Nagoya is a lovely small town, they were having their autumn carnival with their cheerleaders dancing in colourful clothes, ladies in their kimono and musicians. We do not have a lot of time to stare around because we are on our way to a workshop visit at Liberty Walk, which is something like a startup but is a worldwide famous Japanese tuning company.


Wataru Kato was 26 when he founded the company and in the beginning the workshop could work on 3 cars simultaneously at the same time, today however one can see more than twenty luxury cars of special design in the display room in Komaki. They of course have a fanshop and we can submit our own order if we wanted to make our luxury sports car in the garage a bit more unique.


I am not a great car fan (and I even do not like to drive), but the displayed pieces are really nice and even the idea is amazing that they cut off the covering of luxury cars worth many hundred millions while they are making every kit. They have representative offices in many countries of the world outside Japan and they have their own shop in the United States. The company has two main divisions, LB Performance tunes up luxury cars with aftermarket kits from the exhaust to the spoiler, while LB Works stands for cutting-edge technology. The stylistic elements of their famed kits were inspired by Nissan racing cars of the seventies as their central part is the mudguard that almost scrubs the ground. It is not a coincidence that this design could become popular in Japan, I do not dare imagine what the Hungarian roads would do with these wonders of design.

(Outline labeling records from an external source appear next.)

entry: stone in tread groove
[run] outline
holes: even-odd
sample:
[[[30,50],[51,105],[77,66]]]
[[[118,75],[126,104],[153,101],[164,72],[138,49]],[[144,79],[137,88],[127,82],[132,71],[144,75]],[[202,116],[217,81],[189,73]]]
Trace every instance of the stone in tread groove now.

After the visit we were wondering whether Liberty Walk can be regarded as a startup. Anyway, who knows a relatively young Japanese company built on innovation? The silence is heavy, even the Japanese colleagues find it difficult to mention somebody except Fujitsu, although it is everything but young and is not a startup. Liberty Walk is a good example of how amazingly good the Japanese are in design, in accurate and perplexingly precise execution, but only within the limits of their hierarchy.

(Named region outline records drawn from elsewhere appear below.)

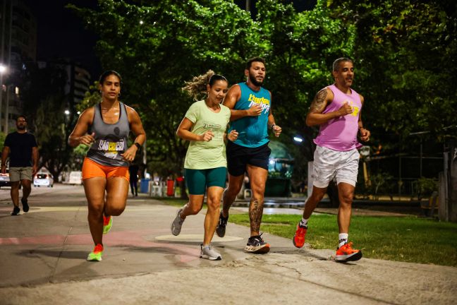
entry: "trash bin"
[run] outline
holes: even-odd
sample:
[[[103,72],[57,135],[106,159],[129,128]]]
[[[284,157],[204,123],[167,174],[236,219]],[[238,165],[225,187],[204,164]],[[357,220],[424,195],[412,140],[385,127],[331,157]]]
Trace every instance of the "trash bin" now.
[[[174,195],[174,181],[171,179],[166,180],[166,196],[172,196]]]
[[[149,193],[149,181],[150,179],[142,179],[140,182],[140,193]]]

While we are travelling on the Shinkansen, Tibi is telling us interesting stories about the functioning and work culture of large local companies, which is mostly terrifying for a twentysomething European. “Loyalty is so predominant that most of the people spend their entire life working for the same company. We regard diverse experience and flexibility as positive things, but they are rather disadvantages in Japan. Stepping forward does not come from unique ideas but from patience. For example, if a decision maker says something silly, and somebody below him in the hierarchy mentions that, the latter would be fired, but if he or she executes the plan doomed to failure right from the onset with servility, then appraisal would come and promotion will be secure after a couple years of work.”

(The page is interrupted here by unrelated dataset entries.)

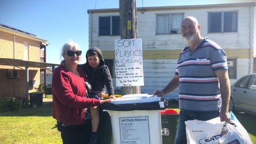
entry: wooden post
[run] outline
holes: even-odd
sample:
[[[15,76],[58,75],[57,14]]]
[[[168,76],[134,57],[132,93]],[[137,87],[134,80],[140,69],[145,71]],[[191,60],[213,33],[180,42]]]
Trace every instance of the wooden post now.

In addition, cultural isolation and the attitude of suspicion towards foreigners make the flow of new ideas even more difficult. 98.5 percent of the population is Japanese, it is not a secret that the local companies hire each other as their suppliers rather than working with the much cheaper and more effective foreign companies. Overemployment is a typical phenomenon, though its extent does not come near to that of India, but while a task is done by three people back at home, the same would be dealt with by five here. Every negotiation is permeated by the respect to hierarchy, every minute of a presentation is precisely scheduled according to who, when and what may say. The leader of a Japanese partner company did sensibly perplex at a business dinner when I dared ask him a professional question while I was only an intern.


“But where does development come from and what makes the economy run?” – was my question to Tibi, who is more familiar with the local relations. “Domestic consumption is great, precision is a value in the IT sector, and although Japan is continuously losing its competitiveness, do not forget that they are nearly 130 million and they are opening up more and more as they do not have a choice.”